Sastrik Drama of Orissa
The Sastrik drama of Orissa was in Sanskrit language. The Sanskrit drama written by Oriya dramaturgists strictly followed the ancient Sastras. These dramas used to be staged in courts and temples of Orissa. 'Anargharaghava' by Murari Mishra of 8th century A.D. is considered to be the earliest Sanskrit drama written in Orissa. It dramatizes the Ramayana in seven acts. Another important work is 'Prabodha Chandrodaya' by Krishana Mishra. The theme of most of these plays revolves round Vedanta philosophy. The characters are allegorical in nature such as Daya (compassion) Kshama (forgiveness) etc.
Jayadevawhom many Oriya historians consider to belong to Orissa, composed the famous Geeta Gobinda. It is a good example of the synthesis of dance, music and drama. Biswanath Mohapatra, the author of 'Sahitya Darpan' had written a Sanskrit drama entitled 'Chandrakala'. Gopinath Sandhi Bigrahik was a scholar and dramatist in the court of Gajapati Narashimha IV. He wrote the drama 'Parijat Haran Natakam'.
The authorship of the work entitled 'Parsuram Vijaya' is attributed to Gajapati Kapilendra Deva, the greatest among the Hindu kings of Orissa. The speciality of this play is that it is bilingual. Though the main drama was in Sanskrit language there was interpolation of Oriya songs in it. 'Jagannath Ballav Natak' is a famous Sanskrit play written by Ray Ramananda. He was the commander-in-chief of King Prataprudra Dev. The historical significance of this play from another point of view is that the Devadasis were brought outside the precinct of the temple as the play was staged for the public and outside the temple. Odissi dance and music henceforward took a secular turn. Within this span often centuries i.e., from 8th to 18th centuries more than 20 Sanskrit plays were written in Orissa.
Champu Kavya is a blending of prose and poetry. In most cases the content is put in the form of dialogue. They are considered to be the predecessors of musicals and dance drama. In Orissa Champu is written both in Sanskrit as well as in Oriya, the latter being more popular.
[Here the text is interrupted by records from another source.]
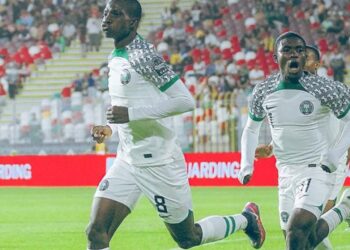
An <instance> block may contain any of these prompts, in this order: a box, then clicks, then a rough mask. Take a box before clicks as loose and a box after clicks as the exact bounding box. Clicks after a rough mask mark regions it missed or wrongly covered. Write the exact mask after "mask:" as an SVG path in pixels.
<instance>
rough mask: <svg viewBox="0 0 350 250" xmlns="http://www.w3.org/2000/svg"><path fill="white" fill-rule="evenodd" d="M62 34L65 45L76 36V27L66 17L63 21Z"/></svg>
mask: <svg viewBox="0 0 350 250" xmlns="http://www.w3.org/2000/svg"><path fill="white" fill-rule="evenodd" d="M62 34H63V37H64V38H65V40H66V44H67V46H70V44H71V42H72V40H73V39H74V38H75V36H76V28H75V26H74V24H73V23H72V22H71V20H69V19H68V20H66V21H65V22H64V25H63V30H62Z"/></svg>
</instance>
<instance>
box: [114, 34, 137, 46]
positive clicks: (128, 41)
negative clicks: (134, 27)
mask: <svg viewBox="0 0 350 250" xmlns="http://www.w3.org/2000/svg"><path fill="white" fill-rule="evenodd" d="M136 35H137V32H136V30H135V31H132V32H130V34H129V35H128V36H127V37H125V38H123V39H122V40H120V41H117V40H114V47H115V48H116V49H121V48H124V47H125V46H127V45H128V44H129V43H131V42H132V41H133V40H134V39H135V37H136Z"/></svg>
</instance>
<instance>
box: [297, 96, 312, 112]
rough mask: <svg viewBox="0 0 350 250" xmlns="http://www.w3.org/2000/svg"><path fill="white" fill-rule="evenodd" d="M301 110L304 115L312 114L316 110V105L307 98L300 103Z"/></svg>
mask: <svg viewBox="0 0 350 250" xmlns="http://www.w3.org/2000/svg"><path fill="white" fill-rule="evenodd" d="M299 110H300V112H301V113H302V114H303V115H310V114H311V113H312V112H313V111H314V105H313V104H312V102H310V101H307V100H306V101H303V102H302V103H300V105H299Z"/></svg>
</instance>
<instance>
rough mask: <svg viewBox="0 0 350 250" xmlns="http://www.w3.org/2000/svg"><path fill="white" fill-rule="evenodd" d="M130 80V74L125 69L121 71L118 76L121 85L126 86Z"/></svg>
mask: <svg viewBox="0 0 350 250" xmlns="http://www.w3.org/2000/svg"><path fill="white" fill-rule="evenodd" d="M130 80H131V74H130V71H129V70H127V69H123V71H122V73H121V75H120V81H121V83H122V84H123V85H126V84H128V83H129V82H130Z"/></svg>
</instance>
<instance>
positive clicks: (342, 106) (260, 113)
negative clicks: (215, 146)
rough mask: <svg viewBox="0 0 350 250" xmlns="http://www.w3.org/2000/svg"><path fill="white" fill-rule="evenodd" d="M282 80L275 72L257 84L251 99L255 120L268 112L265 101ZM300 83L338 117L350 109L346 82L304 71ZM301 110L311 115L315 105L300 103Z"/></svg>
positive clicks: (303, 113)
mask: <svg viewBox="0 0 350 250" xmlns="http://www.w3.org/2000/svg"><path fill="white" fill-rule="evenodd" d="M279 82H280V74H279V73H277V74H274V75H271V76H270V77H268V78H267V79H266V80H265V81H263V82H261V83H259V84H257V85H256V86H255V88H254V90H253V94H252V96H251V98H250V100H249V114H250V116H251V118H252V119H253V120H257V121H260V120H263V119H264V117H265V115H266V113H265V110H264V109H263V105H262V104H263V102H264V100H265V98H266V96H267V95H269V94H271V93H273V92H274V91H275V90H276V88H277V86H278V84H279ZM299 83H300V85H301V86H302V87H303V88H304V89H305V90H306V91H307V92H308V93H310V94H311V95H313V96H314V97H315V98H316V99H317V100H319V101H320V103H321V105H322V106H327V107H328V108H329V109H331V110H332V111H333V113H334V114H335V116H336V117H338V118H342V117H343V116H345V115H346V114H347V112H348V111H349V109H350V89H349V87H347V86H346V85H345V84H343V83H341V82H337V81H333V80H330V79H328V78H325V77H321V76H317V75H312V74H309V73H304V74H303V76H302V77H301V78H300V79H299ZM299 108H300V112H301V113H302V114H304V115H309V114H311V113H312V112H313V110H314V107H313V104H312V103H311V102H310V101H304V102H302V103H301V104H300V107H299Z"/></svg>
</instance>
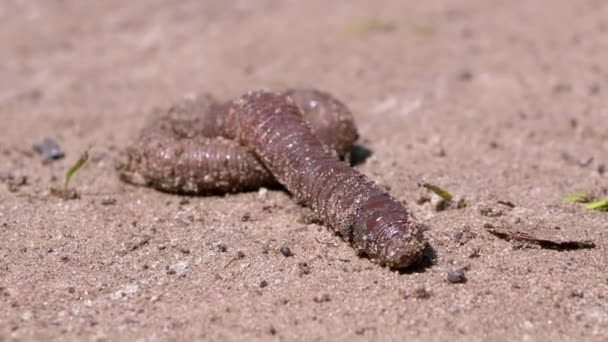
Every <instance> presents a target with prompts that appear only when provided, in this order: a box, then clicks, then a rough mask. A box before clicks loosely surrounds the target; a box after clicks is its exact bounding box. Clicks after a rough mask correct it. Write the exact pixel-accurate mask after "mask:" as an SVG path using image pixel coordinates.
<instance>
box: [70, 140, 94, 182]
mask: <svg viewBox="0 0 608 342" xmlns="http://www.w3.org/2000/svg"><path fill="white" fill-rule="evenodd" d="M90 149H91V148H90V147H89V148H87V149H86V150H85V151H84V152H83V153H82V154H81V155H80V158H78V160H77V161H76V163H74V165H72V167H70V168H69V169H68V171H67V172H66V173H65V183H64V185H65V187H66V188H67V187H68V184H69V183H70V179H72V176H73V175H74V173H76V171H78V170H79V169H80V168H81V167H82V166H83V165H84V163H86V162H87V160H88V159H89V150H90Z"/></svg>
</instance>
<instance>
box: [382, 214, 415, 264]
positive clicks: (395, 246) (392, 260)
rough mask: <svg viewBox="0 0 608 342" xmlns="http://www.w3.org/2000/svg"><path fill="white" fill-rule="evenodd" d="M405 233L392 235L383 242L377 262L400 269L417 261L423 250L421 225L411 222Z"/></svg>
mask: <svg viewBox="0 0 608 342" xmlns="http://www.w3.org/2000/svg"><path fill="white" fill-rule="evenodd" d="M409 228H410V229H408V233H407V234H399V235H397V236H393V237H392V238H391V239H389V240H387V241H386V242H385V243H384V246H382V247H383V248H381V249H380V253H379V255H378V257H377V259H376V262H377V263H378V264H381V265H383V266H387V267H389V268H392V269H400V268H405V267H408V266H411V265H413V264H415V263H416V262H418V261H419V260H420V258H421V256H422V252H423V250H424V239H423V236H422V227H420V226H418V225H416V224H412V225H411V226H410V227H409Z"/></svg>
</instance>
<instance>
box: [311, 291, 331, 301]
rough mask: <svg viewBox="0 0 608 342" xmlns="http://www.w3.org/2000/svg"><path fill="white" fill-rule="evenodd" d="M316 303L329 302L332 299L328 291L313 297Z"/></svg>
mask: <svg viewBox="0 0 608 342" xmlns="http://www.w3.org/2000/svg"><path fill="white" fill-rule="evenodd" d="M312 300H313V301H314V302H315V303H324V302H329V301H330V300H331V299H330V297H329V295H328V294H327V293H324V294H323V295H321V296H318V297H315V298H313V299H312Z"/></svg>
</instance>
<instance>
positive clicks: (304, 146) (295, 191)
mask: <svg viewBox="0 0 608 342" xmlns="http://www.w3.org/2000/svg"><path fill="white" fill-rule="evenodd" d="M294 92H295V94H297V95H298V96H300V95H302V97H303V98H307V96H311V94H313V95H314V94H324V95H325V96H327V98H328V99H331V97H330V96H329V95H328V94H325V93H319V92H315V91H311V92H312V93H309V94H306V93H304V92H299V91H291V92H289V91H288V92H284V93H272V92H265V91H257V92H249V93H247V94H245V95H243V96H241V97H239V98H238V99H236V100H234V101H231V102H228V103H225V104H221V105H217V104H215V103H211V102H210V103H208V104H207V105H205V106H203V107H205V108H204V109H205V110H207V111H208V112H210V113H215V114H211V115H209V116H204V115H203V116H202V118H201V119H200V122H199V121H196V120H195V122H193V123H192V124H191V125H188V128H187V129H183V132H182V133H184V135H183V137H184V139H182V140H180V141H179V142H180V144H177V143H178V141H170V140H165V141H164V142H162V143H156V142H151V141H147V142H144V143H142V144H140V145H139V146H143V148H144V149H147V150H146V151H145V152H136V154H137V155H138V158H140V161H138V162H136V163H131V164H129V165H139V166H141V165H144V168H145V165H150V166H152V167H155V168H156V169H154V170H161V171H162V170H165V169H168V168H171V170H172V171H173V172H182V171H183V172H184V175H186V174H187V175H186V176H184V177H183V178H185V179H189V178H191V177H193V175H192V174H188V172H189V170H187V169H183V168H180V167H173V166H171V167H168V166H167V165H165V160H170V161H171V162H172V163H174V162H175V161H178V162H182V163H184V165H186V166H188V165H193V164H196V165H198V166H199V167H198V168H197V172H198V171H201V170H202V169H211V168H210V167H208V166H209V165H205V163H213V162H217V160H215V159H223V158H221V157H222V156H227V155H231V153H236V152H235V151H236V150H235V149H236V148H247V149H248V150H249V152H248V153H251V155H252V158H255V159H256V160H258V161H259V162H261V163H260V166H261V168H260V169H255V170H253V169H251V170H249V171H250V172H253V171H256V172H257V173H256V176H255V177H253V176H251V175H250V176H248V177H251V179H255V180H257V181H259V182H260V183H262V181H261V180H262V179H263V178H264V177H266V175H267V174H266V173H264V172H265V171H262V170H266V172H269V173H270V174H271V175H272V176H274V179H276V181H278V182H279V183H281V184H282V185H283V186H285V188H286V189H287V190H288V191H289V192H291V193H292V195H293V196H294V197H295V199H297V200H298V201H299V202H301V203H303V204H304V205H306V206H308V207H310V208H312V209H313V210H314V211H315V213H316V214H317V215H318V216H319V218H320V219H321V221H322V222H323V223H324V224H325V225H327V226H329V227H330V228H331V229H333V230H334V231H335V232H337V233H338V234H340V235H341V236H342V238H343V239H344V240H346V241H347V242H349V243H350V245H351V246H352V247H353V248H354V249H355V250H357V251H358V252H359V253H360V254H361V255H365V256H367V257H369V258H370V259H371V260H372V261H373V262H375V263H377V264H379V265H382V266H388V267H391V268H402V267H406V266H409V265H411V264H412V263H414V262H415V261H417V260H418V259H419V258H420V256H421V254H422V250H423V247H424V238H423V233H422V232H423V228H422V225H421V224H420V223H418V221H417V220H416V219H415V218H414V217H413V215H412V214H411V212H410V211H409V210H408V209H407V207H406V206H405V205H402V204H400V203H399V202H398V201H396V200H395V199H394V198H392V197H391V196H390V195H389V194H388V193H386V192H385V191H384V190H382V189H381V188H379V187H378V186H377V185H375V184H374V183H373V182H372V181H370V180H368V179H367V178H366V177H365V176H364V175H363V174H361V173H360V172H359V171H357V170H355V169H353V168H351V167H350V166H348V165H347V164H346V163H344V162H343V161H340V160H339V158H338V157H337V153H335V152H334V153H332V150H331V149H330V147H329V146H334V147H335V146H337V144H335V143H333V144H332V143H329V142H327V141H325V142H323V141H322V138H323V137H322V135H323V134H319V133H318V132H317V133H316V134H317V135H315V134H313V131H312V130H311V126H313V124H312V123H309V122H307V121H306V120H305V119H304V117H303V115H302V114H303V113H302V112H305V111H306V108H304V109H303V108H302V105H301V104H302V102H301V101H298V96H294ZM332 101H335V102H333V103H334V104H340V103H339V102H337V100H332ZM304 103H306V101H304ZM340 106H343V105H341V104H340ZM340 108H342V109H345V107H340ZM345 112H348V111H347V110H345ZM343 117H347V118H348V119H349V120H350V122H351V123H352V118H350V114H348V115H345V116H343ZM338 121H341V120H338ZM199 123H204V124H205V125H207V127H208V128H199V127H202V126H199ZM193 127H196V128H195V129H191V128H193ZM164 129H165V130H166V129H172V130H175V128H174V127H165V128H164ZM153 131H154V130H153ZM197 131H198V132H199V133H200V135H196V134H195V133H196V132H197ZM349 134H350V135H351V138H352V140H353V141H354V139H355V138H356V130H355V129H354V125H353V126H352V132H350V133H349ZM178 135H179V134H178ZM334 135H335V134H334ZM159 136H161V135H159V134H158V133H157V134H156V135H154V136H153V137H152V138H151V139H157V138H158V137H159ZM144 140H145V139H144ZM204 144H210V145H204ZM174 145H179V147H176V148H173V147H172V146H174ZM205 146H210V149H211V150H212V151H214V152H217V151H221V153H226V154H223V155H220V154H217V155H216V156H207V155H206V154H207V152H208V150H207V148H206V147H205ZM178 150H179V151H178ZM338 150H340V148H336V151H338ZM133 151H138V150H137V148H135V149H134V150H131V152H133ZM176 151H177V152H176ZM178 152H179V153H181V157H176V155H177V154H178ZM338 152H339V151H338ZM203 155H204V156H203ZM241 157H243V156H242V155H241ZM205 158H206V159H205ZM230 160H231V159H229V160H228V161H226V160H225V159H224V160H222V162H223V163H224V164H223V165H224V166H223V169H222V168H221V167H219V168H218V169H217V170H220V171H221V172H222V173H225V174H229V175H230V176H229V177H226V179H233V180H236V179H237V178H238V177H239V175H238V174H237V172H238V168H239V167H245V166H243V165H244V162H243V161H241V163H235V164H230V163H232V161H230ZM195 161H196V162H195ZM249 162H251V163H253V161H247V162H246V163H249ZM237 164H239V165H237ZM127 169H128V168H127ZM123 170H124V168H123ZM131 170H133V169H131ZM139 170H140V171H138V172H134V174H137V173H140V172H141V171H143V172H147V171H146V170H145V169H142V168H141V167H140V168H139ZM161 173H162V172H161ZM132 174H133V173H132ZM196 177H198V178H200V177H201V176H200V175H198V176H196ZM181 178H182V177H180V176H178V177H174V179H181ZM203 178H204V177H203ZM177 183H180V184H181V185H185V187H184V189H187V191H190V190H192V189H194V188H195V187H190V186H191V185H192V184H191V183H188V181H180V182H175V183H173V184H171V186H175V185H177ZM156 185H157V187H159V188H162V186H158V184H156ZM241 186H242V185H239V184H236V185H234V184H227V183H219V184H218V188H219V189H221V190H226V189H227V190H234V189H236V188H239V187H241ZM204 188H205V190H208V189H211V187H204ZM172 189H173V188H172Z"/></svg>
The most famous Oriya Kavya written in Champu style was 'Kishor Chandranana Champu' by Kavisurya Baledeva Rath. It is said to have contained in it the germs of modern Oriya drama.
Sastrik Dance of Orissa
The Sastrik dance form of Orissa is Odissi. It is accepted as a classical dance form. It is very difficult to trace the exact period of origin of this Odissi dance form. But it is an established fact that Odissi dance came to existence through the Devadasis of Jagannath temple at Puri. In the Madala Panji it is written that Raja Raja Deva II (1170-1194 A.D.) appointed twenty dancing girls for service in the temple of Jagannath.
In course of time the temple-centred Mahari dance tradition declined and the community-centred Gotipua tradition evolved. This Gotipua tradition was not found till 17th century A.D. Some hold the view that in the time of Ray Ramanada the boy-dance tradition originated. For the first time, this form of temple dance came out for public viewers through these Gotipuas. The Gotipua dance also can be included in folk species, as the Gotipuas do not conform very strictly to the canons of Odissi dance. The Gotipua dance troupe usually consists of four to five members and the guru sings with harmonium. Two others accompany him on Mardala and Gini. Through public performances they earn their livelihood. The songs used are mostly from Vaishnava poets of Orissa.
Sastrik Music of Orissa
The Sastrik music of Orissa is the Odissi music. Indian classical music has five main branches- Avanti, Panchali, Udramagadhi, Hindustani and Carnatic Music. Of these, Udramagadhi exists in the form of Odissi music. Odissi songs traditionally depict the love and frolics of Radha and Lord Krishna. Odissi music is used as an accompaniment to Odissi dance. In Orissa, Odissi music is presented separately as concert music as much as it is used as the musical accompaniment of Odissi dance. The concert style differs from the dance music of Odissi.